A year ago, Vancouver housing researcher Andrew Yan created a minor uproar when he revealed that almost 25 percent of condos in the downtown were either empty or occupied by nonresidents for only part of the year.
Yan, who works with BTAworks—the research arm of Bing Thom Architects—presented his conclusions at an SFU Woodward’s forum on foreign investment in Vancouver’s real-estate market.
The City of Vancouver hasn’t taken any action since Yan released this information. But in the United Kingdom, Islington London borough council is considering imposing fines of up to $109,800 (£60,000) on investors who buy new homes and leave them empty.

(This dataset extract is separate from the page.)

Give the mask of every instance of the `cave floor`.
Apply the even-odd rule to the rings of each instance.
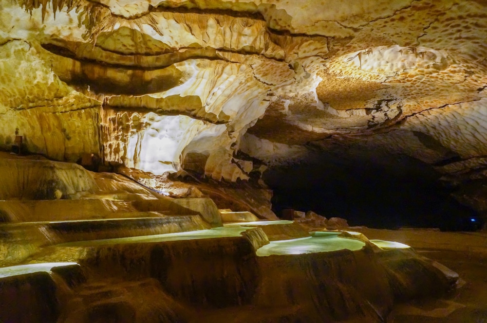
[[[440,299],[415,300],[396,305],[388,322],[487,322],[487,233],[360,231],[371,239],[409,244],[420,254],[456,271],[460,278],[459,288]]]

“The council is proposing to place the responsibility for demonstrating occupancy on the owners of individual dwellings to which the new planning obligation will apply,” states a discussion paper on the Islington government website. “This could be via submission of evidence such as utility bills on request from the council where it is suspected that properties are left unoccupied.”
A news release on the borough’s website defines so-called buy-to-leave residences as “new homes that are sold as investments, often marketed off-plan overseas, and left to stand empty”.
Up to half the residences in new developments in one district, EC1, are not occupied by people on the electoral roll.
“The council has said that new homes sitting empty represent ‘wasted’ supply, making no contribution to meeting Islington’s need for new places for people to live,” the news release states.
The borough is inviting comments from the public until April 14. Meanwhile, the discussion paper states that overseas buyers paying cash “are causing a ripple of price inflation spreading throughout London”.
It also asks: “Do you agree with Islington Council’s intention to require owners of properties which are kept unoccupied to make a financial contribution to the council, which would be used to deliver affordable housing elsewhere in the borough?”